Os 40 anos do PT

Tilden Santiago *
Ele nasceu com a imagem de partido vocacionado a liderar e articular os pobres do Brasil, os “damnés de la terre” em solo brasileiro, rumo à libertação.
Em seu aniversário de 40 anos, ele só fala em hegemonizar a esquerda e recusa fazer autocrítica, de fato, com exceção de Olívio Dutra. Acabo de ler entrevista de página inteira de Aloísio Mercadante pelas quatro décadas comemoradas. Para entendê-lo é preciso lembrar que ele foi um dos principais economistas petistas, além de ter sido deputado federal, senador, ministro três vezes e afilhado privilegiado de Lula.
Mercadante condena a crítica ao PT autoflagelante ou autocomplacente. Dois extremos incorretos a serem rejeitados – inclusive pela contribuição que o PT deu ao Brasil, apesar de seus erros, nestes 40 anos. Mais complexa me parece a defesa que ele faz de uma autocrítica” sincera, para fazer inteiramente a correção de suas propostas.
Respeito a disposição e coragem de inúmeros amigos petistas, dirigentes, entre eles Mercadante, de permanecer nele e tentar promover uma profunda restauração no partido, no qual vivi 28 anos (desde a fundação até 2008), como fundador, dirigente, presidente em MG, deputado federal por três mandatos, embaixador do Brasil em Cuba e candidato a senador com 3,3 milhões de votos, do eleitorado mineiro, em 2002, quando Lula foi eleito.
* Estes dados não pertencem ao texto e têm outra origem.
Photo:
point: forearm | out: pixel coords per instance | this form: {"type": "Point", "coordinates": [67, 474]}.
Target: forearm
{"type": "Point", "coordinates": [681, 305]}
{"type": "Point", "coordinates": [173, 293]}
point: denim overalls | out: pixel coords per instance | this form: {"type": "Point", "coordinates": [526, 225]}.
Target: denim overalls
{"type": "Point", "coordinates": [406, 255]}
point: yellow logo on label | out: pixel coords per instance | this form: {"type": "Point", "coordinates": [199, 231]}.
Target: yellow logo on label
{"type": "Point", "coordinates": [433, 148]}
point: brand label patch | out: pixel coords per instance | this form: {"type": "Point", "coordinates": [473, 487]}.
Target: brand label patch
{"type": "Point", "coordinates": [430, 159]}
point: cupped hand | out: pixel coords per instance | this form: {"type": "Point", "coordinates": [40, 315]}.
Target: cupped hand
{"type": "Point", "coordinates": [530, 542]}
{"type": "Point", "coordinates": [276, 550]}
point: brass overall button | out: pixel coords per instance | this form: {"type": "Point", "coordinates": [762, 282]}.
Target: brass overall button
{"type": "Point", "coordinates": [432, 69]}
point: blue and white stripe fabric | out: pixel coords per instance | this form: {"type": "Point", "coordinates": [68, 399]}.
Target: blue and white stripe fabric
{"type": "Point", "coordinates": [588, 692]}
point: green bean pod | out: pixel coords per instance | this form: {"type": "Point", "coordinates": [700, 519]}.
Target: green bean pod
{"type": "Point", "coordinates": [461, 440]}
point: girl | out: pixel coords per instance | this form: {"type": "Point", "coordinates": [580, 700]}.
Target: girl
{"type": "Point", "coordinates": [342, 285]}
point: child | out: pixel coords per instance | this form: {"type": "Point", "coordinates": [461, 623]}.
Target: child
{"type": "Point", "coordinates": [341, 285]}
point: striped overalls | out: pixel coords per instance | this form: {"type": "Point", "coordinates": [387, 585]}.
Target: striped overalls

Conheci bem a sigla por minha própria vivência, com os amigos que lá permanecem.
No meu entender, o grande mérito do PT foi nascer das greves, no final da ditadura, e tornar-se um grande rio alimentado por importantes afluentes: os sindicalistas combativos, os intelectuais de esquerda que não fechavam com a ortodoxia soviética e o Partidão e os cristãos engajados nas lutas sociais, especialmente os influenciados pelo Concílio Vaticano II, pela Teologia da Libertação, CEBs e Movimentos da Igreja dos Pobres e Fé e Política.
Penso que é praticamente impossível refazer agora essa rica, significativa e histórica articulação de forças sociais e políticas. Quanto aos erros, acho difícil o PT atual reconhecer, como o fez Olívio Dutra publicamente, mesmo permanecendo no partido. Mas Olívio sempre foi a diferença na política e na sigla.
Há pontos difíceis de serem reconhecidos “com sinceridade”, como erros e que foram definitivos no eclipse da agremiação de Lula: 1) a pressa em ocupar o “governo” em detrimento do “poder” democrático e popular e em detrimento da transformação das estruturas da sociedade; 2)o modo como entrou no Planalto, na institucionalidade maior – carta aos brasileiros, flexibilização do partido combativo, Lulinha Paz e Amor; 3) abandono das portas de fábricas, escolas e das ruas; 4)o caráter acentuadamente parlamentar e conciliador da sigla e a troca das massas pelo parlamento; 5)o afastamento das bases; 6)o imperialismo da tendência hegemônica Lulista, enfraquecendo ou expulsando outras, impedindo a diversidade e a pluralidade interna no pensamento e na ação; 7)a ilusão de uma hegemonia dentro da esquerda no Brasil até hoje; 8)o distanciamento de uma visão transformadora e revolucionária da luta política; 9)a dependência excessiva do PT com relação a seu líder maior.
A autocrítica sincera proposta por Mercadante, a meu ver, parece um sonho, uma miragem. Mas é possível autocrítica “sincera” no calor da política?